Tesla (TSLA), Apple (AAPL), Virgin Galactic (SPCE), Advanced Micro Devices (AMD), Amazon (AMZN), Twitter (TWTR) and Facebook (FB) have dominated the discussion for a while. Going down the list, you get a little more variety, but the top of the index looks a lot like an S&P 500 index fund.
Since the index essentially reconstitutes itself every month, there can be a fair amount of movement in and out of the index. Here's the changes that were made in February.
The most important question is can this strategy perform? Lots of fund launches are supported by backtests that indicate a fund usually would have performed very well over time and BUZZ is no different.
Since the index's launch roughly five years ago, BUZZ's 27% annualized returns would have run laps around the S&P 500. The Nasdaq 100 index may be a bit of a better proxy given BUZZ's large-cap tech tilt, but the fund's performance still would have been better over that time frame.
Now, while BUZZ's strategy seems well & good and Portnoy's presence and personality will likely bring a lot of light to this ETF, but I have a few thoughts.
First, this won't be the first social sentiment ETF ever launched. In fact, it's not even the first time this index has been used for an ETF!
Back in 2016, the BUZZ U.S. Sentiment Leaders ETF (BUZ) was launched. It tracked, you guessed it, the BUZZ NextGen AI US Sentiment Leaders Index, the same index that BUZZ will track. That fund lasted until 2019 when it was shut down.
What happened with BUZ? It just never caught on. You can see in the chart above that the performance has been solid. It used a stock picking methodology that was pretty unique at the time. It just never caught on. When it closed, it had less than $10 million in assets.

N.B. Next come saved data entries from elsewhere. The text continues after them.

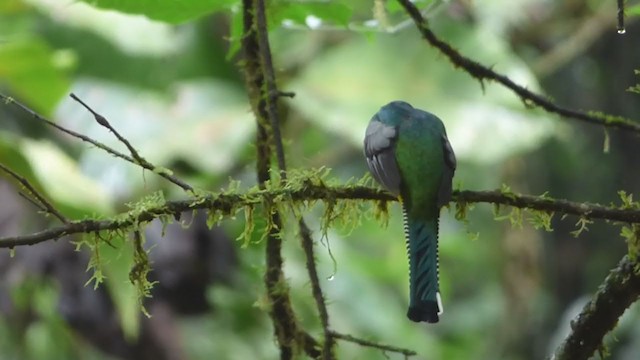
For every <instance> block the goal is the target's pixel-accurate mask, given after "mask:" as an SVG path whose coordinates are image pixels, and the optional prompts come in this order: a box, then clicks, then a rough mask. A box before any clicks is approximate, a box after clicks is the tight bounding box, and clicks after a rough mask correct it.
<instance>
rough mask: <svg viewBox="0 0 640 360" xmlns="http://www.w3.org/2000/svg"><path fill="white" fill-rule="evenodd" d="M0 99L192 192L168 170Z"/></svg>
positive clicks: (123, 159) (117, 156)
mask: <svg viewBox="0 0 640 360" xmlns="http://www.w3.org/2000/svg"><path fill="white" fill-rule="evenodd" d="M0 99H2V100H3V101H4V102H6V103H7V104H15V105H17V106H18V107H19V108H20V109H21V110H22V111H24V112H26V113H27V114H29V115H31V116H32V117H33V118H34V119H36V120H39V121H42V122H43V123H45V124H47V125H49V126H51V127H53V128H55V129H57V130H59V131H61V132H63V133H65V134H68V135H71V136H73V137H75V138H78V139H80V140H82V141H85V142H88V143H90V144H92V145H93V146H95V147H97V148H100V149H102V150H104V151H106V152H107V153H109V154H111V155H113V156H115V157H117V158H120V159H123V160H125V161H128V162H130V163H132V164H135V165H138V166H140V167H142V168H144V169H147V170H150V171H152V172H154V173H156V174H158V175H159V176H161V177H163V178H165V179H167V180H169V181H170V182H172V183H174V184H176V185H178V186H179V187H181V188H182V189H184V190H185V191H193V187H191V185H189V184H187V183H186V182H184V181H183V180H181V179H179V178H177V177H176V176H174V175H173V174H171V171H170V170H168V169H164V168H161V167H157V166H155V165H153V164H151V163H149V162H148V161H146V160H144V159H143V160H144V161H142V162H139V161H137V160H136V159H134V158H132V157H131V156H128V155H126V154H123V153H121V152H119V151H117V150H115V149H113V148H111V147H109V146H107V145H104V144H103V143H101V142H99V141H97V140H94V139H92V138H90V137H88V136H86V135H82V134H80V133H77V132H75V131H73V130H70V129H67V128H65V127H64V126H62V125H58V124H56V123H55V122H53V121H51V120H49V119H47V118H45V117H43V116H42V115H40V114H38V113H36V112H35V111H33V110H31V109H29V108H28V107H27V106H26V105H24V104H22V103H20V102H18V101H16V100H15V99H13V98H12V97H10V96H7V95H4V94H2V93H0ZM94 114H95V113H94ZM103 119H104V117H103ZM96 120H97V121H98V122H100V121H99V120H98V118H97V117H96ZM105 121H106V119H105ZM101 125H102V124H101Z"/></svg>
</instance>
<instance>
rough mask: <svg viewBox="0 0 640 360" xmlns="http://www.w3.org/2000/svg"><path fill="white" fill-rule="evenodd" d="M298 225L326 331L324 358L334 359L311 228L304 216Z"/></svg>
mask: <svg viewBox="0 0 640 360" xmlns="http://www.w3.org/2000/svg"><path fill="white" fill-rule="evenodd" d="M298 227H299V228H300V240H301V243H302V249H303V250H304V255H305V259H306V267H307V272H308V273H309V280H310V281H311V292H312V294H313V299H314V300H315V302H316V307H317V308H318V314H319V315H320V324H322V329H323V331H324V339H325V340H324V346H323V349H322V358H323V359H325V360H328V359H333V358H334V354H333V348H334V345H335V341H334V337H333V336H332V335H331V330H330V328H329V312H328V311H327V304H326V303H325V299H324V295H323V293H322V287H321V286H320V278H319V277H318V269H317V267H316V259H315V253H314V250H313V239H312V238H311V230H309V227H308V226H307V224H306V223H305V222H304V220H303V219H302V218H300V220H299V221H298Z"/></svg>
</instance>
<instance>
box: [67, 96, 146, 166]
mask: <svg viewBox="0 0 640 360" xmlns="http://www.w3.org/2000/svg"><path fill="white" fill-rule="evenodd" d="M69 96H70V97H71V98H72V99H73V100H75V101H77V102H79V103H80V105H82V106H84V108H85V109H87V110H88V111H89V112H90V113H91V114H93V117H94V118H95V119H96V122H97V123H98V124H100V125H102V126H104V127H106V128H107V129H108V130H109V131H111V133H112V134H113V135H115V137H116V138H117V139H118V141H120V142H121V143H123V144H124V146H126V147H127V149H128V150H129V153H130V154H131V156H132V157H133V159H134V160H136V161H137V162H138V164H140V165H142V164H148V165H151V164H150V163H149V162H148V161H147V160H146V159H144V158H143V157H142V156H140V154H138V151H137V150H136V149H135V148H134V147H133V146H132V145H131V143H130V142H129V141H128V140H127V139H125V138H124V137H123V136H122V135H120V133H119V132H118V131H117V130H116V129H114V128H113V126H111V124H109V121H108V120H107V118H105V117H104V116H102V115H101V114H98V113H97V112H96V111H94V110H93V109H92V108H91V107H90V106H89V105H87V104H85V102H84V101H82V100H80V98H79V97H77V96H76V94H74V93H71V94H70V95H69Z"/></svg>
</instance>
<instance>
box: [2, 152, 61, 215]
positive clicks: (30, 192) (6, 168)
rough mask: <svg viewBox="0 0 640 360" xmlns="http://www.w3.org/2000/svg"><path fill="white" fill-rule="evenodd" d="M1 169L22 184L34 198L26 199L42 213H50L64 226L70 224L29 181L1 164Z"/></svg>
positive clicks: (29, 198)
mask: <svg viewBox="0 0 640 360" xmlns="http://www.w3.org/2000/svg"><path fill="white" fill-rule="evenodd" d="M0 169H1V170H2V171H4V172H6V173H7V174H9V175H11V177H13V178H14V179H16V181H17V182H19V183H20V185H22V186H23V187H24V188H25V189H26V190H27V191H28V192H29V193H30V194H31V196H33V199H32V198H30V197H28V196H26V195H24V198H25V199H27V200H28V201H30V202H31V203H32V204H34V205H35V206H37V207H38V208H39V209H41V210H42V211H44V212H46V213H49V214H51V215H53V216H55V217H57V218H58V220H60V221H61V222H62V223H63V224H68V223H69V219H67V218H66V217H65V216H64V215H62V213H60V212H59V211H58V210H57V209H56V208H55V207H54V206H53V205H52V204H51V203H50V202H49V201H48V200H47V199H46V198H45V197H44V196H43V195H42V194H40V193H39V192H38V190H36V188H35V187H34V186H33V185H31V183H30V182H29V180H27V179H25V178H24V177H22V176H20V175H18V174H17V173H16V172H15V171H13V170H11V169H9V168H8V167H6V166H4V165H2V164H0Z"/></svg>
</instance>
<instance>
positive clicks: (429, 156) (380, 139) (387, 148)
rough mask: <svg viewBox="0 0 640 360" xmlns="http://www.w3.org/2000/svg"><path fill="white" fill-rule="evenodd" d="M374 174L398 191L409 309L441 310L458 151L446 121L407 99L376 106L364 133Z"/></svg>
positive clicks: (414, 315)
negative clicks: (372, 115)
mask: <svg viewBox="0 0 640 360" xmlns="http://www.w3.org/2000/svg"><path fill="white" fill-rule="evenodd" d="M364 153H365V156H366V157H367V165H368V166H369V170H370V171H371V173H372V174H373V177H374V178H375V179H376V180H377V181H378V182H379V183H380V184H381V185H382V186H383V187H384V188H386V189H387V190H389V191H390V192H392V193H393V194H395V195H396V196H399V198H400V200H401V203H402V210H403V215H404V232H405V237H406V241H407V251H408V256H409V311H408V312H407V317H408V318H409V319H410V320H412V321H415V322H420V321H426V322H429V323H436V322H438V320H439V315H441V314H442V312H443V308H442V300H441V299H440V285H439V283H438V277H439V268H438V218H439V216H440V208H441V207H442V206H444V205H446V204H448V203H449V201H450V200H451V184H452V179H453V174H454V172H455V170H456V157H455V154H454V153H453V149H451V144H450V143H449V140H448V139H447V133H446V130H445V128H444V124H443V123H442V121H441V120H440V119H439V118H438V117H437V116H435V115H433V114H431V113H428V112H426V111H423V110H420V109H415V108H413V107H412V106H411V105H409V104H408V103H406V102H404V101H393V102H391V103H389V104H387V105H385V106H383V107H382V108H381V109H380V111H378V112H377V113H376V114H375V115H374V116H373V118H372V119H371V122H370V123H369V126H368V127H367V131H366V135H365V138H364Z"/></svg>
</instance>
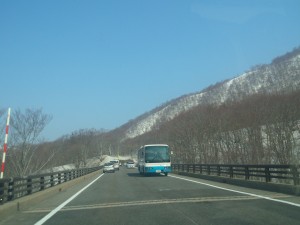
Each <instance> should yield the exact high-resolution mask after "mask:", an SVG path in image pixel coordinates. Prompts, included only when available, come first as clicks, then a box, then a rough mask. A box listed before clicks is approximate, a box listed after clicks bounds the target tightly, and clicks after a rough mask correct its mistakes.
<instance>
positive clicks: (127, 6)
mask: <svg viewBox="0 0 300 225" xmlns="http://www.w3.org/2000/svg"><path fill="white" fill-rule="evenodd" d="M299 12H300V1H298V0H252V1H240V0H235V1H234V0H224V1H223V0H222V1H221V0H219V1H213V0H202V1H200V0H152V1H149V0H126V1H125V0H109V1H108V0H106V1H105V0H48V1H46V0H44V1H40V0H35V1H33V0H26V1H22V0H0V84H1V94H0V109H3V108H8V107H11V108H12V110H14V109H17V108H18V109H22V110H23V109H26V108H36V109H39V108H42V109H43V111H44V113H47V114H50V115H52V116H53V119H52V121H51V123H50V124H49V125H48V126H47V127H46V128H45V130H44V132H43V137H44V138H45V139H46V140H54V139H56V138H58V137H60V136H62V135H64V134H70V133H71V132H72V131H75V130H79V129H82V128H83V129H85V128H95V129H101V128H105V129H114V128H116V127H119V126H121V125H123V124H124V123H126V122H128V121H129V120H131V119H134V118H136V117H137V116H139V115H141V114H143V113H145V112H147V111H150V110H151V109H153V108H155V107H157V106H159V105H161V104H162V103H164V102H166V101H169V100H171V99H174V98H177V97H179V96H181V95H184V94H188V93H192V92H197V91H201V90H202V89H203V88H205V87H207V86H209V85H211V84H215V83H216V82H219V81H222V80H225V79H228V78H232V77H235V76H237V75H239V74H242V73H243V72H244V71H246V70H248V69H249V68H250V67H251V66H254V65H257V64H263V63H270V62H271V60H272V59H273V58H275V57H277V56H279V55H282V54H284V53H286V52H288V51H291V50H292V49H293V48H295V47H298V46H300V29H299V24H300V13H299Z"/></svg>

While I'm a bit skeptical that this will turn into a monster where it's predecessor didn't, Portnoy is the clear delineator here. He'll market this fund to a whole new universe of younger investors who weren't targeted the last time around. Plus, the heavy use of the internet and social media to pick stocks will be easily identifiable to potential shareholders. This will certainly do better a second time around.
There was also the CrowdInvest Wisdom ETF (WIZE), which actually let investors choose which stocks would go into the portfolio through the use of a mobile app. It lasted all of five months before it was shut down too due to lack of interest.

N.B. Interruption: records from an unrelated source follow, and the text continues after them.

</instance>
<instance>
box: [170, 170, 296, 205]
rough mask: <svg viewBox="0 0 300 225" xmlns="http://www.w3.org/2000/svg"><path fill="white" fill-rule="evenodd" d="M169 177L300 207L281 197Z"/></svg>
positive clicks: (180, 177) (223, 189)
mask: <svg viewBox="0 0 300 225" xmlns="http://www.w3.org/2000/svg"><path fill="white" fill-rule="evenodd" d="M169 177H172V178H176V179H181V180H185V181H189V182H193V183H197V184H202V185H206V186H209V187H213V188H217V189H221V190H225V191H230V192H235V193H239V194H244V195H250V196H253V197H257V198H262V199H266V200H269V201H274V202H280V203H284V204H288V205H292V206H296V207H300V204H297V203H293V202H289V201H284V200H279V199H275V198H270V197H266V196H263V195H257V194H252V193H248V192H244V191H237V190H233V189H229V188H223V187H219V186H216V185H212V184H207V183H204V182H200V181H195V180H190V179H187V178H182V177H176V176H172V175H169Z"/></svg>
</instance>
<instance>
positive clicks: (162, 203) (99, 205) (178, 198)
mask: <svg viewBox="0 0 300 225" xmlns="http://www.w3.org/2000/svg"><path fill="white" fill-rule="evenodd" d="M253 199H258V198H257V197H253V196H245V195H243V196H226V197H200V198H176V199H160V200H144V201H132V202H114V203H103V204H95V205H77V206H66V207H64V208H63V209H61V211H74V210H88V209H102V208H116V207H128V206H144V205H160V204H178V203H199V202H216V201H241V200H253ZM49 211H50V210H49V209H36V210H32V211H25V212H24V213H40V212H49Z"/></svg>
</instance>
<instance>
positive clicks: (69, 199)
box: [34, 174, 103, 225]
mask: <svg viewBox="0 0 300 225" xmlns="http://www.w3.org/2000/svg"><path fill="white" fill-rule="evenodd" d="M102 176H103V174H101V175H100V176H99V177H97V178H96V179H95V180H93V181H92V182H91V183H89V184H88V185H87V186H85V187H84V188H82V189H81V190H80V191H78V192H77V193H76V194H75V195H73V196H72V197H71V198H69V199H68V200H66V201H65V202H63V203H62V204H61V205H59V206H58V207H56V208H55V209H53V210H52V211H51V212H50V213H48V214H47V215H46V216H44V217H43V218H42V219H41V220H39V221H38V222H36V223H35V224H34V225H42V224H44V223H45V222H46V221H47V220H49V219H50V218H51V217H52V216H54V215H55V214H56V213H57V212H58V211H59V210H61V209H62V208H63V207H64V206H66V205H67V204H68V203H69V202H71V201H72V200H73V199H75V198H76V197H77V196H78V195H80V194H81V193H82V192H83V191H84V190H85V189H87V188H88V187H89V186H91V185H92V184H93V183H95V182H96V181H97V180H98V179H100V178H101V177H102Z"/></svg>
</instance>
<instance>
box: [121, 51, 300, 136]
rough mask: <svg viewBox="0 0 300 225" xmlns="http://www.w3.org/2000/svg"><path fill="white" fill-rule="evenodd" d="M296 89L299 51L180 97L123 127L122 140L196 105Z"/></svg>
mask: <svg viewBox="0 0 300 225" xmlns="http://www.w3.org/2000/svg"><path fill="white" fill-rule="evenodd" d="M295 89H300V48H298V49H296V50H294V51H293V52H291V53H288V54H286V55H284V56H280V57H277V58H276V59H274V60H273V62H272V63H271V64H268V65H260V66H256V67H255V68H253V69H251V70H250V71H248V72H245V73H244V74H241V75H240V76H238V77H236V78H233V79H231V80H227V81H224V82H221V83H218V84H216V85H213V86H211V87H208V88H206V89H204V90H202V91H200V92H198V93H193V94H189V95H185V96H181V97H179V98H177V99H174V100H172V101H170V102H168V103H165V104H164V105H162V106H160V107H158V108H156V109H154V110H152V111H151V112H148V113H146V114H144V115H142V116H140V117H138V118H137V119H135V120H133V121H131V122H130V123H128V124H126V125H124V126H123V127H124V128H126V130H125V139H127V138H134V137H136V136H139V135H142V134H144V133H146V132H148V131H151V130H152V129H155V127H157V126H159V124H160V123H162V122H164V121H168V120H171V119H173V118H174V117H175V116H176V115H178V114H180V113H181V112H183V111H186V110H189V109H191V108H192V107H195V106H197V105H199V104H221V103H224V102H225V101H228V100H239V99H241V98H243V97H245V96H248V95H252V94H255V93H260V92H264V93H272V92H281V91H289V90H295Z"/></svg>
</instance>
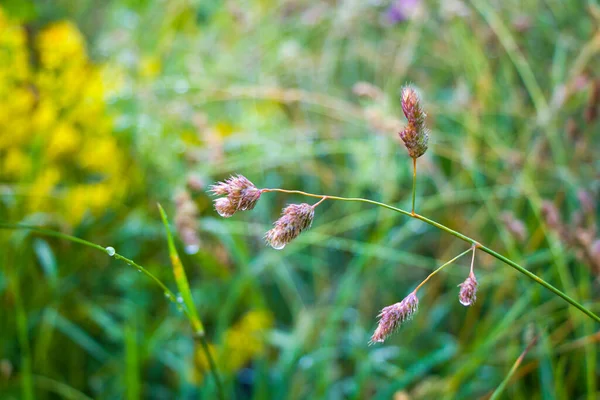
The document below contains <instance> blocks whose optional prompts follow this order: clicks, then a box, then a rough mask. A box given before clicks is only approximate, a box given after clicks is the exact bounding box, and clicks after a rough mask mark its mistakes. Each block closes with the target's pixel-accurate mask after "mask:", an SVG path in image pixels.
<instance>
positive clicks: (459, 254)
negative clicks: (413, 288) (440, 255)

It won't be the first time that a well-known name ties himself to an ETF either. The registration for the Quincy Jones Streaming Music, Media & Entertainment ETF (QJ) was filed with the SEC back in 2017, but it never got approved as far as I know.
Here's the thing that has me a bit leery though. This thing seems like it's set up to run into legal issues.

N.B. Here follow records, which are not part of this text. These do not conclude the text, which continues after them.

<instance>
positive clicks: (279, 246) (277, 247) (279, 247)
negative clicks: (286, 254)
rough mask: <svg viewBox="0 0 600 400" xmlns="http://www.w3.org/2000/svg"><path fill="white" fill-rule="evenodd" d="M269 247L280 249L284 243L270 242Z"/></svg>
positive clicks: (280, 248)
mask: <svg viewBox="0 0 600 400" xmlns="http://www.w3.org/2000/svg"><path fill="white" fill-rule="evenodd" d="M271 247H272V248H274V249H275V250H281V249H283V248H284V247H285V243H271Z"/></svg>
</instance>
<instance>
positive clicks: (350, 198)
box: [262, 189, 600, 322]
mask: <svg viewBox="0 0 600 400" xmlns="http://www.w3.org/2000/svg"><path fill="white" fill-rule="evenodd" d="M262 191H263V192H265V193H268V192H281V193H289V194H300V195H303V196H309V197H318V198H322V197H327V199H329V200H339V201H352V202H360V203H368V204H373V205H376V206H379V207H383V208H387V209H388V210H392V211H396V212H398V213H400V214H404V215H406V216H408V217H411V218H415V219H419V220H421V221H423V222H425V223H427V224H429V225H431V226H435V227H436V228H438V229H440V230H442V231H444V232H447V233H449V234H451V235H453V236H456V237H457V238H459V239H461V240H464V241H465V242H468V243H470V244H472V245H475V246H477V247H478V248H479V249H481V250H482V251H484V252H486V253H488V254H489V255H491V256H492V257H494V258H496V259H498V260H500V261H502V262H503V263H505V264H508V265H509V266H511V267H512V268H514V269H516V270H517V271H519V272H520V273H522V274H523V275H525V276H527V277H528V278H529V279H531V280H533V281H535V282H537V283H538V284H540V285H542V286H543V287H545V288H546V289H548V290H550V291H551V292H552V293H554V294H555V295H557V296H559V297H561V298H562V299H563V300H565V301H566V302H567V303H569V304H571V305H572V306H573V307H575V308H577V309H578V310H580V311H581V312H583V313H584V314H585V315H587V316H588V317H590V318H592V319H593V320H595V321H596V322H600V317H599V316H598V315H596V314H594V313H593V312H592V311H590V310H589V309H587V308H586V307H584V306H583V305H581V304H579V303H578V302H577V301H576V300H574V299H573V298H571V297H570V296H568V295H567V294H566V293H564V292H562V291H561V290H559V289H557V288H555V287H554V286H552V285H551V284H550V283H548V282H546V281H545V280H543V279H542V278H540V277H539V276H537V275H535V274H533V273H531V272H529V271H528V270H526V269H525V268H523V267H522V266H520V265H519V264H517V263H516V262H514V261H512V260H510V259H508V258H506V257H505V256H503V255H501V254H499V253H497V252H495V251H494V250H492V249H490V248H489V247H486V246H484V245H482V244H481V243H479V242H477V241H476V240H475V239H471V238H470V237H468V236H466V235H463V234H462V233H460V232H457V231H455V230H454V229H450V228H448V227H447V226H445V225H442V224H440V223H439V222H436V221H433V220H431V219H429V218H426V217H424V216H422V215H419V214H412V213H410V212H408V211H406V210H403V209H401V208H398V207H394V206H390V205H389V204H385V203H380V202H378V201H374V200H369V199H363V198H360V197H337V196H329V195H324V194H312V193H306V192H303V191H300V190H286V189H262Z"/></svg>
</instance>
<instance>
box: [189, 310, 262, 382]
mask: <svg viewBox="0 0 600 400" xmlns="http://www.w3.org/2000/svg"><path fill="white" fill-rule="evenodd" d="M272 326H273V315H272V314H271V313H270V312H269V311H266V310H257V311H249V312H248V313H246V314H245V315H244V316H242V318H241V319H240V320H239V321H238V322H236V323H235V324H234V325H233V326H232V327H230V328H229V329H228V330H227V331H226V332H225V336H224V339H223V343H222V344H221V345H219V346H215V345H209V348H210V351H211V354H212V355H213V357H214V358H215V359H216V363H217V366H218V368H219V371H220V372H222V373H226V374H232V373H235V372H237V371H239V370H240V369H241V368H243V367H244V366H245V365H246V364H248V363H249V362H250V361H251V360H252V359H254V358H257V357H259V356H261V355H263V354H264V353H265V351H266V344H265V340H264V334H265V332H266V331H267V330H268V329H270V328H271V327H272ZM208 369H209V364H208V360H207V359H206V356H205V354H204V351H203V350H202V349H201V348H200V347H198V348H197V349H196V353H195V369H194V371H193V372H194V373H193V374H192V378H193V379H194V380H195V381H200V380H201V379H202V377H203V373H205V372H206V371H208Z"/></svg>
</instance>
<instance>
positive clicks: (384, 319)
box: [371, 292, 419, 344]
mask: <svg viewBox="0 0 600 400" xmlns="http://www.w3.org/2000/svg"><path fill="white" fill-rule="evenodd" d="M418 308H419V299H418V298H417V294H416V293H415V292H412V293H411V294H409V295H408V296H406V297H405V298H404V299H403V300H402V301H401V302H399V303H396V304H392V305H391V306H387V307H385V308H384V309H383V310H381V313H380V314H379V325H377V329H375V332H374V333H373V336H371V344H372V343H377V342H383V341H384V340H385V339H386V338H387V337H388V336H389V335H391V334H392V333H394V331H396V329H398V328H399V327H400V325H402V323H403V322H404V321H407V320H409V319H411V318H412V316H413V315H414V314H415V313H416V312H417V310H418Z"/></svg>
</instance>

This was my immediate snap reaction as well. If the fund only rebalances every month, does Portnoy have access to any insider information about the portfolio itself, especially since he's never been hesitant to share his thoughts online? I'm not suggesting that anything nefarious is at play here, but I would think the pencil pushers in legal would throw up a few more red flags. The SEC approved it and if they gave it the green light, I assume everything's OK but it just strikes me as a bit curious.
Either way, this is going to be a fascinating case study for the ETF marketplace. Outside of Cathie Wood, there's no real "celebrity" involved in the ETF market. Given Portnoy's marketing savvy, I expect BUZZ will blow up fairly quickly and it'll be a lot of fun to watch!